Kitchen cabinet refacing is a popular do-it-yourself endeavor, and begins by taking measurements of door and drawer openings to determine the material dimensions. For framed cabinets, a general rule of thumb is to have cabinet doors that overlap the openings by a 1/2 inch all the way around. If a single door is going to cover each cabinet, add 1 inch to the height and width of each opening—this will ensure the 1/2 inch overlap. For a double-door closure, add 1 inch to the opening width, divide by two and subtract 1/16 inch. This last calculation will leave 1/8 inch between the two doors for unimpeded door action. For frameless cabinet doors, the best step is to measure the old doors and round down to the nearest 1/8 inch. Width and height of drawer front openings should be taken as well, and all measurements should be taken to the nearest 1/16 or 1/8 inch, depending on the company supplying the replacement materials and their guidelines for measuring. When using measurements to order doors and materials, always list the width first. And, when you install your new doors, always check for level and plumb.
Concealed hinges—also called European hinges—are screwed into recesses in the backs of the door and the side panel or face frame of the cabinet and are not visible when the door is closed. Most concealed hinges are self-closing, easily adjusted, and limit the door opening to 110 degrees. It is important to keep in mind that the type of cabinet usually determines the type of hinge. A framed cabinet with partially overlaying doors and exposed frames will usually have knuckle, knife, or concealed hinges. Full overlay doors on frameless cabinets will always have concealed hinges.

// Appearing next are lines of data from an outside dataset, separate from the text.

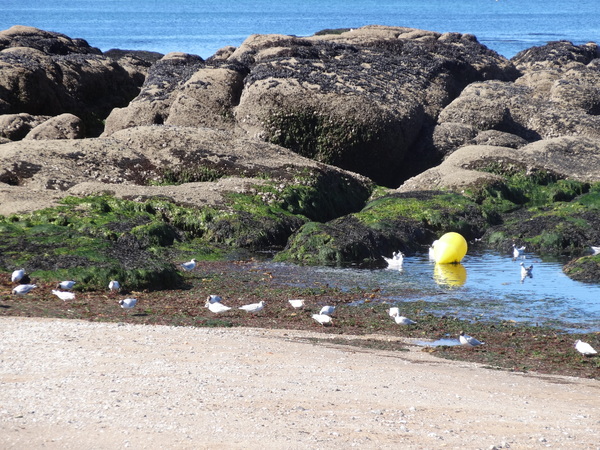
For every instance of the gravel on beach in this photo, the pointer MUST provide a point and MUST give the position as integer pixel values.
(71, 384)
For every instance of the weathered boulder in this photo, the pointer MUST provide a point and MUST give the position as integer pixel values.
(357, 99)
(16, 126)
(45, 73)
(470, 167)
(63, 126)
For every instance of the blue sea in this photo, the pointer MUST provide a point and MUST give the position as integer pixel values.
(202, 27)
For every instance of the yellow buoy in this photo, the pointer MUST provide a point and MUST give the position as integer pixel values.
(450, 248)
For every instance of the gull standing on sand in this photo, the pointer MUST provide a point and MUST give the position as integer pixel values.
(469, 341)
(189, 265)
(128, 303)
(327, 310)
(584, 348)
(66, 284)
(216, 307)
(401, 320)
(254, 307)
(17, 275)
(64, 295)
(23, 289)
(297, 303)
(323, 319)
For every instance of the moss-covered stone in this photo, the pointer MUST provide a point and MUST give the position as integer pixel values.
(406, 222)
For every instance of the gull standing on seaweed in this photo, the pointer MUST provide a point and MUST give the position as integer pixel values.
(323, 319)
(584, 348)
(190, 265)
(469, 341)
(216, 307)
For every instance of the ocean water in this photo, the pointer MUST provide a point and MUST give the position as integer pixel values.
(203, 26)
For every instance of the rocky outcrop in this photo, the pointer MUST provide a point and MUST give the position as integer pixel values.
(45, 73)
(63, 126)
(358, 99)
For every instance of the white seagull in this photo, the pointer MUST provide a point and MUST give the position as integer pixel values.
(189, 265)
(128, 303)
(396, 260)
(64, 295)
(323, 319)
(66, 284)
(517, 251)
(297, 303)
(469, 341)
(526, 271)
(17, 275)
(401, 320)
(584, 348)
(327, 310)
(216, 307)
(23, 289)
(214, 298)
(114, 286)
(254, 307)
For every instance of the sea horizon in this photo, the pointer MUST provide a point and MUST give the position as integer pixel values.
(201, 28)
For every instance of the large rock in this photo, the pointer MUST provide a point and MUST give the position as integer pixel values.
(45, 73)
(471, 167)
(357, 99)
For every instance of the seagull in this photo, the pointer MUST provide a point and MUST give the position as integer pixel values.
(189, 265)
(64, 295)
(214, 298)
(323, 319)
(66, 284)
(297, 303)
(23, 289)
(401, 320)
(17, 275)
(526, 271)
(254, 307)
(114, 286)
(128, 303)
(469, 341)
(584, 348)
(327, 310)
(517, 251)
(216, 307)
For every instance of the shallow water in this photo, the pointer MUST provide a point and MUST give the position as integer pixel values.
(486, 286)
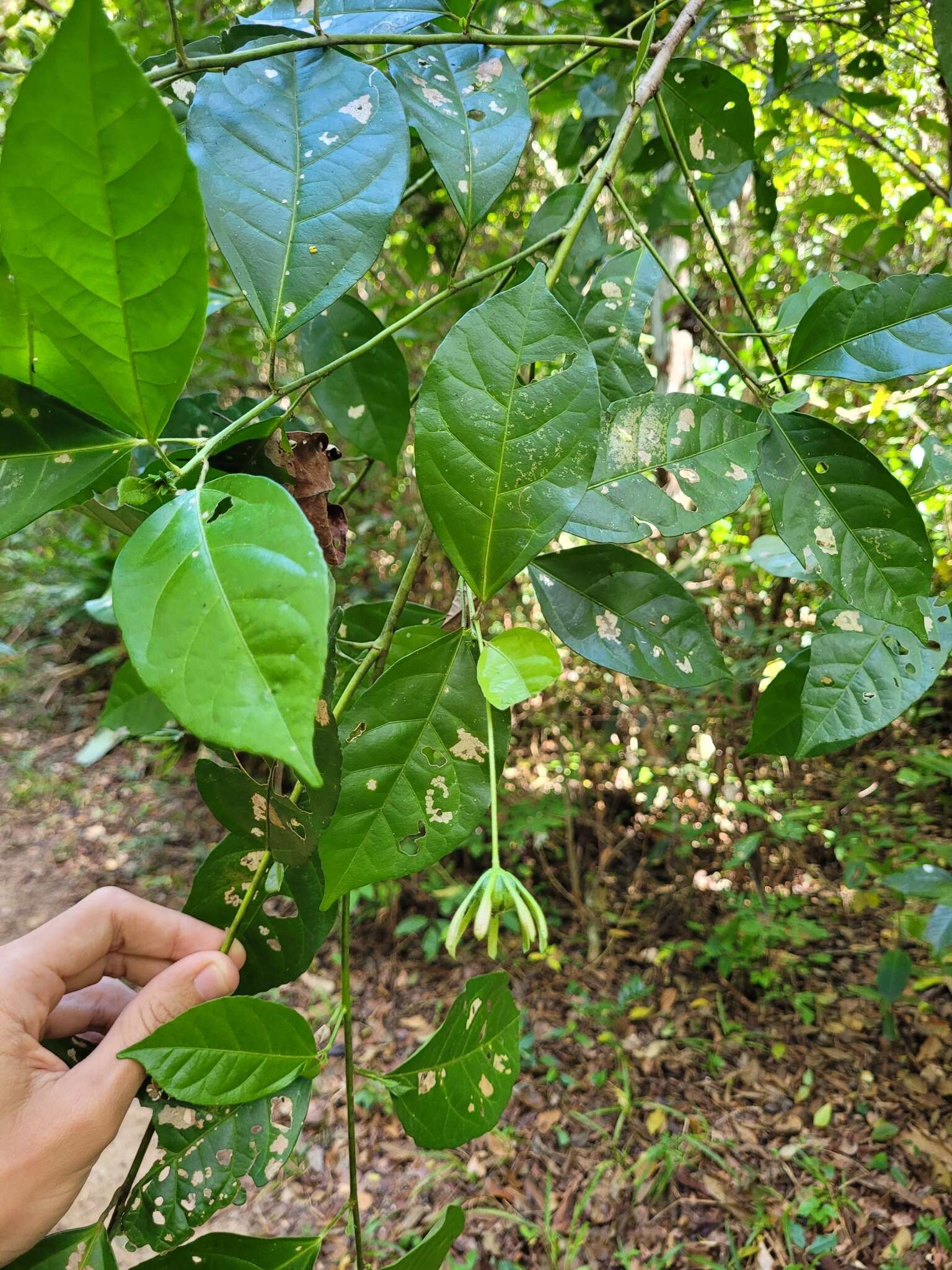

Finish Options and Costs The three basic finish options when refacing are—plastic laminate, rigid thermofoils (RTF), and wood. RTF, the least expensive of the three, is a popular option because it's durable, has a wood-like appearance, is budget-friendly cost, and is easy-to-clean. RTF is applied to medium-density fiberboard (MDF) using heat and a special adhesive that is applied under intense pressure in a vacuum. The resulting RTF veneer, as it is called, is exceedingly durable and can be made to look just like a bright painted surface or natural wood. RTF's inherent malleability makes it versatile and allows it to be shaped and molded to a host of panel and door styles.
Plastic laminates, are slightly more expensive than RTF veneers, and not as durable. Plastic laminates come in more color options than RTF but, because laminates cannot be shaped and molded, they are limited to plainer cabinet door styles. RTF, on the other hand, can be used for raised panel, cathedral, and arched door styles, among others.
Wood finishes have advanced to the point that homeowners no longer need to regularly wax the surfaces of the finished cabinetry. Durable heat-catalyzed polyurethane finishes do not require refinishing. Care might include regular dusting and, at most, a once-a-year furniture-grade polishing. Superior finishes can feature a number of qualities, including sealers to protect the wood and ultra violet inhibitors to resist the fading effects of light exposure.
Refacing can include appliances as well as cabinets. Matching or complemetary faces can be purchased for some refrigerators, stove hoods, and dishwashers.
The cost of a refacing job will depend on the size of the project, the materials, and options, but a typical refacing job generally costs between $1000-$5000. This is compared to a typical kitchen remodeling project, which can run into the tens of thousands of dollars. To determine the projected cost of a refacing project, some companies will give a price per unit. Count each cabinet door, drawer, end panel, and false front as a unit, and add up the kitchen's units for a total unit count. Price per unit can range from as low as $150 to as high as $250, depending on options and material selection. Using a high-end wood door will up the costs, while a less expensive RTF veneer might be a more budget-friendly option.
Choosing Wood A refacing project done in wood can cost up to 25 percent more than laminate and represents a significant upgrade. Woods can be ordered natural, stained, painted, or paint ready. Customers will also need to decide on the desired finish for their cabinets.
Kitchen cabinet refacing is a suitable job for the individual with basic carpentry skills. Remember to repair any damage by filling, sanding, and sealing any holes or voids before installing the new faces. Take the time to measure, and always check doors and cabinets for level and plumb. A standard refacing job may take up to a week for the do-it-yourselfer, or as little as two days for professionals. The new look will last for years.